自分の理性が万能ではないという常識を持つ人は、旧来の伝統や社会秩序には先人の長年の試行錯誤を通じた知恵が宿っていると考え、明らかに問題となった部分のみを少しづつ直していく。「伝統や社会秩序を重視する傾向があります」というのは、ここから来る。言わば、闇夜には手探りで一歩一歩、進んでいくという常識である。
これが保守主義の神髄であろう。イギリスの名誉革命が犠牲者を一人も出さずに、臣民の自由を拡大し得たのは、こういう健全な保守主義による。

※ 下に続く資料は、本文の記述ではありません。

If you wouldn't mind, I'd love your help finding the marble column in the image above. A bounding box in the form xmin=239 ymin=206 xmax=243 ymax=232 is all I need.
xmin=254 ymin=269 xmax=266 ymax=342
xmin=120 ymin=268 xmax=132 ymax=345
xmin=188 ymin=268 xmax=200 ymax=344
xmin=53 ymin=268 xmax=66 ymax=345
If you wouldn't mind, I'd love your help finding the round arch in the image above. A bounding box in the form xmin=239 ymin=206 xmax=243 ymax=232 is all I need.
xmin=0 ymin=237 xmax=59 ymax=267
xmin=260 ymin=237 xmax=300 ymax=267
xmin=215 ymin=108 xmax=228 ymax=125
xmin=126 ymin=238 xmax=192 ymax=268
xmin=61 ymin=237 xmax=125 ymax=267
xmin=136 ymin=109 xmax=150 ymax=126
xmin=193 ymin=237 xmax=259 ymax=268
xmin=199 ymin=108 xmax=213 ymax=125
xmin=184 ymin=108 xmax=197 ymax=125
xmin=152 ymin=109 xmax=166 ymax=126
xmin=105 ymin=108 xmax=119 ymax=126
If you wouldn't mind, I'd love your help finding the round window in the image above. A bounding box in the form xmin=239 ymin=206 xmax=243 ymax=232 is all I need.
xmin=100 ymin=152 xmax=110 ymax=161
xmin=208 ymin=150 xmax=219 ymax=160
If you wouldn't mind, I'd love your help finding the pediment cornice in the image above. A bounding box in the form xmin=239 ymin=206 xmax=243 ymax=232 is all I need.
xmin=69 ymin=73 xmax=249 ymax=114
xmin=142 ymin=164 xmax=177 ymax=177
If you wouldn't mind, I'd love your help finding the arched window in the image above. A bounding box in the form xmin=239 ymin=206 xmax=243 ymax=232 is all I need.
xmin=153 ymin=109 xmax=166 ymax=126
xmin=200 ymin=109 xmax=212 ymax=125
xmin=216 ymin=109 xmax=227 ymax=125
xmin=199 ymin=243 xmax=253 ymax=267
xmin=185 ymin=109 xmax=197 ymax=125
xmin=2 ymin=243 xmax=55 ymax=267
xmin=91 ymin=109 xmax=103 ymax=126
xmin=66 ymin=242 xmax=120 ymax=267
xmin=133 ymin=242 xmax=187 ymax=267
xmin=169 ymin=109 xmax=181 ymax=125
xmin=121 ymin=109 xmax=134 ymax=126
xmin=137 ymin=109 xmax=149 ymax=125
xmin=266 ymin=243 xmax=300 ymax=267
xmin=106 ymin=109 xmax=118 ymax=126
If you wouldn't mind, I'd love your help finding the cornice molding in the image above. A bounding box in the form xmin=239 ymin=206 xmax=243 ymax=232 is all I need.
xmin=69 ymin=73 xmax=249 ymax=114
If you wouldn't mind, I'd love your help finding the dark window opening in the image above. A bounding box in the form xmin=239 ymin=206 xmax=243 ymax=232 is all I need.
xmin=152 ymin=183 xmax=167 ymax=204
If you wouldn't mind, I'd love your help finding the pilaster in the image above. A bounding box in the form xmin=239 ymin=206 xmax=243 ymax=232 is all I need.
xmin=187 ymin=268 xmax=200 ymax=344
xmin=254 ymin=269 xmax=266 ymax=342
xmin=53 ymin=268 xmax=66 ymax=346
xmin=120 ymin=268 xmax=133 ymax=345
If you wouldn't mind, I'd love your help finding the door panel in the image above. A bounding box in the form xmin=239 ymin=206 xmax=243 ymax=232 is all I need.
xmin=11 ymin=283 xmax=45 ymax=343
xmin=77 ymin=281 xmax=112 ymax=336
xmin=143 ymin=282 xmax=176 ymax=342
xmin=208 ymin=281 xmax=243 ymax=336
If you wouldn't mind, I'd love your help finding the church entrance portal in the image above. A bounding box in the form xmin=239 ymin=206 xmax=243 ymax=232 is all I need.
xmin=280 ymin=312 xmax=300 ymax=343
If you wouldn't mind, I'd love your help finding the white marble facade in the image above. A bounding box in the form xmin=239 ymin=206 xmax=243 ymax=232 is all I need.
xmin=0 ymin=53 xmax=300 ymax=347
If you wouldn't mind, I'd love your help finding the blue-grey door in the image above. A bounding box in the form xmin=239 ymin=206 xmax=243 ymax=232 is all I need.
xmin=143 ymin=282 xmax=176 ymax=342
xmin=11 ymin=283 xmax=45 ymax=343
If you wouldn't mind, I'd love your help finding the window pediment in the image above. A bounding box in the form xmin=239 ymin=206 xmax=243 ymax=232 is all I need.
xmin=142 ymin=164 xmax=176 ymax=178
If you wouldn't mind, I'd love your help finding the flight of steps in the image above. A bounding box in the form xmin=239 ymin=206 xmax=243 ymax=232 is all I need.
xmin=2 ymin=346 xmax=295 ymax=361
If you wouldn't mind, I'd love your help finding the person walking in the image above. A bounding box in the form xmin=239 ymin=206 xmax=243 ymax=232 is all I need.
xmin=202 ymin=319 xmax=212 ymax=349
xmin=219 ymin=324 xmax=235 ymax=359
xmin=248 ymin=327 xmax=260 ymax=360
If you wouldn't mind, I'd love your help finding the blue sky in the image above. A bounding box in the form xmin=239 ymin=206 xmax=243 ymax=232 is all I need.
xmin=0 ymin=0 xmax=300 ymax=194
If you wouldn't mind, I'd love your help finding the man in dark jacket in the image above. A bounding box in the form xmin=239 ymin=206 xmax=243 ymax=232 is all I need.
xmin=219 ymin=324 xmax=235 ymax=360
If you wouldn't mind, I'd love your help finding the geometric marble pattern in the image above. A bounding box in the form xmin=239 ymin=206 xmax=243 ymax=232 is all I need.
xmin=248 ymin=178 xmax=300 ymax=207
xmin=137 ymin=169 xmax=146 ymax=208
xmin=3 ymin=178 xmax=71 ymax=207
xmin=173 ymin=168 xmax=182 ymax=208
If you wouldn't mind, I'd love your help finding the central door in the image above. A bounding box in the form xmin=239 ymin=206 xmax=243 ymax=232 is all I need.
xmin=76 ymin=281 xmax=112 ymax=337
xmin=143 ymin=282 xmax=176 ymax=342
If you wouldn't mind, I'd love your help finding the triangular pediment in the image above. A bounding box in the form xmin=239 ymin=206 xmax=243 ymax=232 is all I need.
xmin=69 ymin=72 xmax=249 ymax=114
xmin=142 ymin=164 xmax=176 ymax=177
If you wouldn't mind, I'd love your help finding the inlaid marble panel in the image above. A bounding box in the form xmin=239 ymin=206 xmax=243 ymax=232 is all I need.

東書が「人権の歴史」で、イギリスの名誉革命に言及しなかったのは、このような健全な保守主義と、かつ国家が護る「国民の人権」を良しとしていないからであろう。
同じく「人権」と言っても、国家の保護なき人権は「絵に描いた餅」であり、フランス革命や共産革命のような「闇夜の暴走」では、逆に多くの犠牲者が出る。人権の歴史を学ぶなら、この2つの失敗は必須事項である。
お読みいただき有難うございます。